Posted on • Originally published at blog.taufek.dev on

Host Jekyll Site in AWS S3

In previous post, I’ve wrote about on how to push a Jekyll site to Heroku. In this post it will be about how I host this blog in AWS S3 bucket.

Turns out it is much simpler to do it in S3.

Create a S3 bucket

Create a S3 bucket and enable Web Hosting in the properties.

Configure Github Action

You will need to configure following secrets in your Github setting.

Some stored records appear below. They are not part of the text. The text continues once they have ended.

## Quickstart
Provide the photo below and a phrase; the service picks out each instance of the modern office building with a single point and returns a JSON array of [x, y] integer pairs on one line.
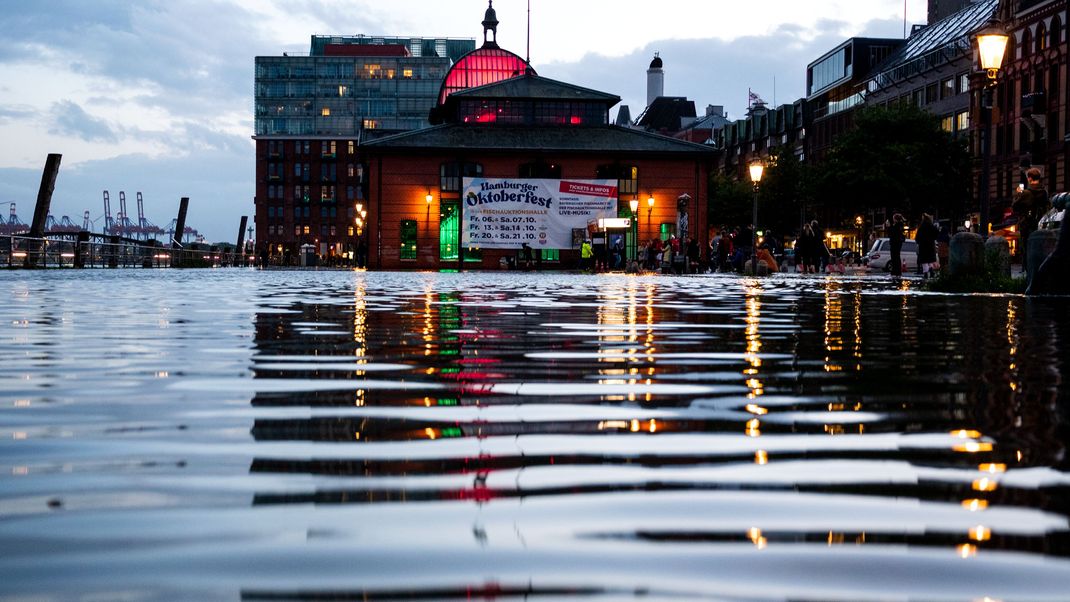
[[311, 114], [836, 86], [932, 70]]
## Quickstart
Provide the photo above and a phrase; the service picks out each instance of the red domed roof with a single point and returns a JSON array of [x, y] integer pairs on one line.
[[479, 67]]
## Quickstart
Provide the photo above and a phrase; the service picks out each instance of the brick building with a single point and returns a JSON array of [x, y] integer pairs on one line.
[[524, 127], [1030, 112]]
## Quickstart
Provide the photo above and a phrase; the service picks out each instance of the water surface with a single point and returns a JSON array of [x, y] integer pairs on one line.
[[310, 435]]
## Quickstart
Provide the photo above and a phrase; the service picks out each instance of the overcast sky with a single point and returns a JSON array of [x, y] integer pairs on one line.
[[156, 95]]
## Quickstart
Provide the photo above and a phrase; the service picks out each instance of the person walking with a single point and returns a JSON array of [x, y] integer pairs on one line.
[[896, 236], [586, 252], [926, 237], [805, 249], [1030, 203]]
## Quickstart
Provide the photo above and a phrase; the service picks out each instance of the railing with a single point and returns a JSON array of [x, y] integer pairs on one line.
[[97, 250]]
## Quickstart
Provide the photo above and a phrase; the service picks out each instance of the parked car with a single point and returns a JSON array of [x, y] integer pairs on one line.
[[881, 252]]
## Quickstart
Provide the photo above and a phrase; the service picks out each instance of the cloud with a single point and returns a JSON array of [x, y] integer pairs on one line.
[[70, 119], [716, 72], [218, 184], [13, 113]]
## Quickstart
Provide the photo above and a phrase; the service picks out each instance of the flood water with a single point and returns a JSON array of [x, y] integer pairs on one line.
[[335, 435]]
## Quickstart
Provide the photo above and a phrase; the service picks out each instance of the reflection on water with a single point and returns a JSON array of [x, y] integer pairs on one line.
[[425, 436]]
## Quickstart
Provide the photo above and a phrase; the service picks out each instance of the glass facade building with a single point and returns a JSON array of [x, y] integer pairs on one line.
[[352, 83]]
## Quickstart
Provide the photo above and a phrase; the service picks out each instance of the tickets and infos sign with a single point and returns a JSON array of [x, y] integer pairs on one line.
[[506, 213]]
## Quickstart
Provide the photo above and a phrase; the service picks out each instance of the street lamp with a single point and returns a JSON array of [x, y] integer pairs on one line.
[[991, 46], [633, 205], [757, 169], [859, 221]]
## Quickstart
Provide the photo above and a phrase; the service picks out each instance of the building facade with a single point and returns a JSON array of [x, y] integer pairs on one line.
[[1030, 112], [525, 127], [311, 113], [836, 87]]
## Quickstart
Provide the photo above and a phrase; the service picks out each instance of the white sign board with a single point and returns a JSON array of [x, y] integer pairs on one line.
[[506, 213]]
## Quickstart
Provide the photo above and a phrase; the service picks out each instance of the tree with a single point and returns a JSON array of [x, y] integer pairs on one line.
[[898, 159]]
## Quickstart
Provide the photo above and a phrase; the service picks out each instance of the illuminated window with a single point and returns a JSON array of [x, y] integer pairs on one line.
[[480, 67], [947, 88], [408, 240], [448, 231], [668, 230]]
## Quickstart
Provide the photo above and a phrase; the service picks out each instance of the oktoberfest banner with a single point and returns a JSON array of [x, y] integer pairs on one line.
[[506, 213]]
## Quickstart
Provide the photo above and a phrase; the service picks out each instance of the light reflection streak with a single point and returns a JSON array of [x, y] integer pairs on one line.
[[834, 325], [753, 337]]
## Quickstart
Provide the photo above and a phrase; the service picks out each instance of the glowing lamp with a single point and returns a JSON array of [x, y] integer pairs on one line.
[[757, 169], [992, 46]]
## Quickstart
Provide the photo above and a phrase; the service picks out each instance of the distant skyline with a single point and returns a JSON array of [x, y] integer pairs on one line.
[[156, 96]]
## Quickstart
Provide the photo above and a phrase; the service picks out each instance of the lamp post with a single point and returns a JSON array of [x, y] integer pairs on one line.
[[633, 205], [991, 46], [859, 221], [757, 169]]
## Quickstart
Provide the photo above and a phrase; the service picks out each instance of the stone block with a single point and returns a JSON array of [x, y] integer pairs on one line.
[[997, 257], [966, 256]]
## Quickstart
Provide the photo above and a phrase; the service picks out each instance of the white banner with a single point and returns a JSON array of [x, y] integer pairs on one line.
[[506, 213]]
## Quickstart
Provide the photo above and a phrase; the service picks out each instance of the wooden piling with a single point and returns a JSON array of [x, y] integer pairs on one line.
[[41, 211], [240, 251], [179, 227]]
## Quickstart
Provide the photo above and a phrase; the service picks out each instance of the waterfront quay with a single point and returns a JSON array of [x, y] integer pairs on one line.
[[243, 434]]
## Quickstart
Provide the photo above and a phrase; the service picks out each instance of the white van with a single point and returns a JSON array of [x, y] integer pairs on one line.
[[881, 252]]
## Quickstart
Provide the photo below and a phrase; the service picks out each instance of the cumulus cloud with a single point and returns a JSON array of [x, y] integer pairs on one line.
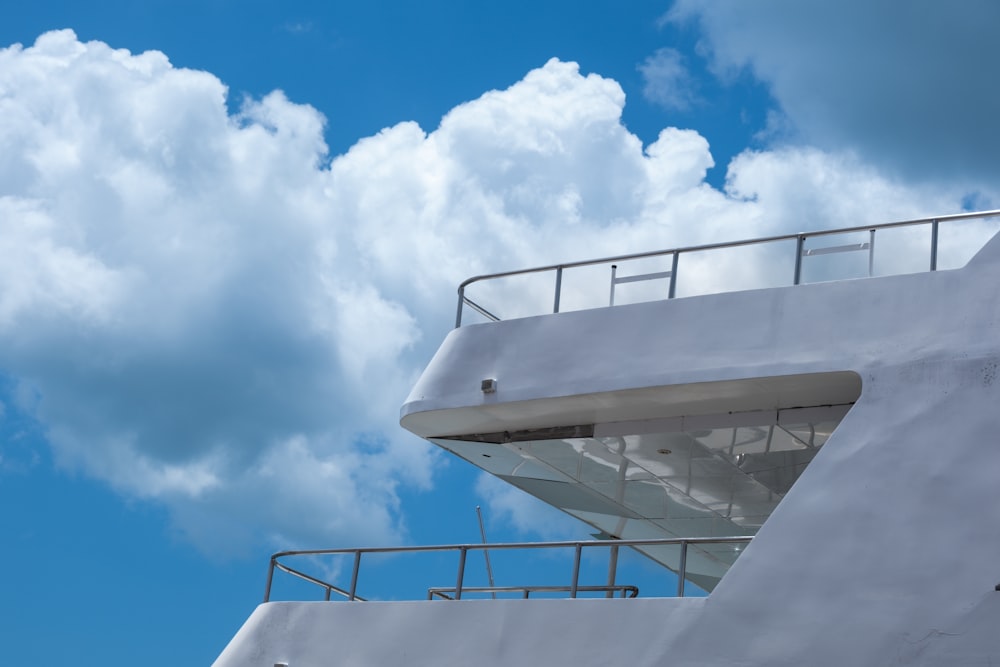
[[666, 80], [207, 310], [904, 85]]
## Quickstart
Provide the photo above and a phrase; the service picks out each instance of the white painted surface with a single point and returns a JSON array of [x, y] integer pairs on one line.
[[474, 632], [885, 552]]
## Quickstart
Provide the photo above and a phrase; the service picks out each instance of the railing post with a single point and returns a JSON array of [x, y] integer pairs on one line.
[[612, 571], [934, 245], [576, 571], [799, 244], [871, 254], [555, 306], [270, 576], [461, 571], [614, 270], [461, 303], [682, 570], [354, 576], [673, 277]]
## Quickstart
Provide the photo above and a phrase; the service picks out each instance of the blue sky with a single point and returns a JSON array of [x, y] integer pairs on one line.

  1. AWS_S3_BUCKET with your bucket name.
  2. AWS_ACCESS_KEY_ID with your AWS access key id.
  3. AWS_SECRET_ACCESS_KEY with your AWS secret access id.
name: Sync to S3

on:
push:
branches:
    - master

        jobs:
        deploy:
        runs-on: ubuntu-latest
        steps:
    - uses: actions/checkout@v1

    - name: Retrieve Gem Bundles Cache
        uses: actions/cache@v2
        with:
        path: _bundle
        key: ${{ runner.os }}-gems-${{ hashFiles('**/Gemfile.lock') }}
        restore-keys: |
        ${{ runner.os }}-gems-

    - name: Generate site
        run: |
        mkdir -p _bundle/cache
        chmod a+rwx -R .
        docker-compose run -e JEKYLL_ENV=production jekyll bundle install
        docker-compose run -e JEKYLL_ENV=production jekyll bundle exec jekyll build --trace

    - uses: jakejarvis/s3-sync-action@master
        with:
        args: --acl public-read --follow-symlinks --delete
        env:
        AWS_S3_BUCKET: ${{ secrets.AWS_S3_BUCKET }}
        AWS_ACCESS_KEY_ID: ${{ secrets.AWS_ACCESS_KEY_ID }}
        AWS_SECRET_ACCESS_KEY: ${{ secrets.AWS_SECRET_ACCESS_KEY }}
        AWS_REGION: 'ap-southeast-1'
        SOURCE_DIR: '_site'

With a push to master branch, it will trigger a build which will

  1. Checkout code from master branch.
  2. Generate Jekyll static files.
  3. Push generated files inside _site folder to your S3 bucket.

Conclusion

This seems like a cheaper option for hosting a static site and have SSL configured in CloudFront compared to paying for a dyno in Heroku to host a site with SSL. For Heroku, I will need to pay atleast $7/month for a dyno and for CloudFront it will based on usage. Since my blog does not have much visitors, my AWS bill is very small which is around $1/month. This includes S3, Route 53 and CloudFront services.